It all starts with trying, loving before it becomes a source of earning.
Gisele Nyishimire 24, used to see beautiful women who applied makeups, and would wonder how they do it, until she went on Youtube for tutorials.
After high school, three years ago, she thought her dream to embrace such an industry would not come true after she secured a job on marketing, which had really nothing to see with cosmetics business.
However, people who knew her touch in makeup during the little opportunities she had, always recommended her their friends.
Working 5 days a week she would go to wedding with the friends over the weekend and some women would ask them to help with makeups.
Later on, she started doing it as a side job to which she dedicated her week-ends, but, within a couple of months, the demand became much higher and started affecting working days.
“By that time, what was side business started interfering with the main job and mu employer started complaining because I started asking several permissions,” Nyishimire said.
“However, it was clear that the business’ earning was much better than the main job.”
From Rwf 180,000 a month salary to Rwf 140,000 per every week-end of high season, normally the summer, or for just a single session of a bride and her team, Nyishimire tendered a resignation letter to her boss.

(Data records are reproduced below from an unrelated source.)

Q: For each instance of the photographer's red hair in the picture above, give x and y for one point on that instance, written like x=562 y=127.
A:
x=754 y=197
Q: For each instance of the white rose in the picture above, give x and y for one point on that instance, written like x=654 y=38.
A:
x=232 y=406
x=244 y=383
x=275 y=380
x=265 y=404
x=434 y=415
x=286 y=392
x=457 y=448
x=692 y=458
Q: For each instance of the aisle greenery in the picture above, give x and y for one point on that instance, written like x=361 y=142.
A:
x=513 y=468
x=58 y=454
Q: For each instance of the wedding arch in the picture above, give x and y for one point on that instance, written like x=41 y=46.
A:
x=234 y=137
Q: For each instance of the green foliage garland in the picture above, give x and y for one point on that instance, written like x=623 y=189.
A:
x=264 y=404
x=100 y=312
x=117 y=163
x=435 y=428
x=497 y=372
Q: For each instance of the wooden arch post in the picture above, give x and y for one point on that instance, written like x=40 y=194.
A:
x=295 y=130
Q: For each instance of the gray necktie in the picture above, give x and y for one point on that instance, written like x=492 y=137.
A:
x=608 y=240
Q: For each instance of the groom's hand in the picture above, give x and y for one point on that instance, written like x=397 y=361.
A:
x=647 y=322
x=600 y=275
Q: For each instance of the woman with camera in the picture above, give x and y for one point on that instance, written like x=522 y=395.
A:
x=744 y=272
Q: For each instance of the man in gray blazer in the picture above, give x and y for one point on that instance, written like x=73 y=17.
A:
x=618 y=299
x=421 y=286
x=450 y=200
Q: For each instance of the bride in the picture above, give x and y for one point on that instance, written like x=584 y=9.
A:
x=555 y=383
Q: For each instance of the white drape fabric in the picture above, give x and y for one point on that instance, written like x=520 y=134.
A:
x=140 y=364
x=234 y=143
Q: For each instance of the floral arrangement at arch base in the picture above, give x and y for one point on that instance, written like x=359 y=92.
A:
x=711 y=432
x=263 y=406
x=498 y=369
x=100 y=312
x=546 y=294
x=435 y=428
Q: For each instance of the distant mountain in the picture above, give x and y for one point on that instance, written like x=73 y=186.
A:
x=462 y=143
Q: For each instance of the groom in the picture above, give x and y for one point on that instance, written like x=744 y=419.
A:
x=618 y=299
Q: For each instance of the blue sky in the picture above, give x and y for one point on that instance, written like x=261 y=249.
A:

Ever since, she dedicated her full time, heart and brain to makeup and has founded makeup studio Aveda Makeup located in Champion Investment Company (CHIC) building in town.
Nyishimire is one of many professionals that are quitting white color jobs for cosmetic business as professionals, including makeups. They all start small, with a strong vision.
Also coming slowly but surely is Lona Benedicte, a high school student in software development. In her free time she does makeup and every now and then she gets calls from different people who want to look good for occasions.
The list includes partygoers and bridesmaids. In a good month she gets at least 9 clients for Rwf 6,000 each or even as high as Rwf 10,000.
Makeup business is new in Rwanda. A 25 year old Rwandan lady would agree with me that they had no idea of makeup during their teenage. 25 years ago, there was in Rwanda, not more than a basic powder and a lip balm, and, in some instances, lipstick.
Nowadays, 16 year old cosmetic professionals are showing an exceptional touch.
In several civilizations however, makeups history can be traced through the years.
In Egypt they were used as remedies to treat wrinkles and burn scars containing beeswax, red ochre, resin and honey.
In Middle East Persian now Iran, they were using Kohl for eyeliners.
Chinese people began to stain their fingernails with gum arabic, gelatin, beeswax and egg white from around 3000 Before Christ.
The colors used represented social class: Chou dynasty (first millennium Before Christ) royals wore gold and silver; later royals wore black or red. The lower classes were forbidden to wear bright colors on their nails.
Admittedly, while the industry is still novice in Rwanda, cosmetic industry is producing billionaires worldwide.
The number one beauty company in cosmetic industry is the French based L’Oréal with annual beauty product sales of over $27.2 billion.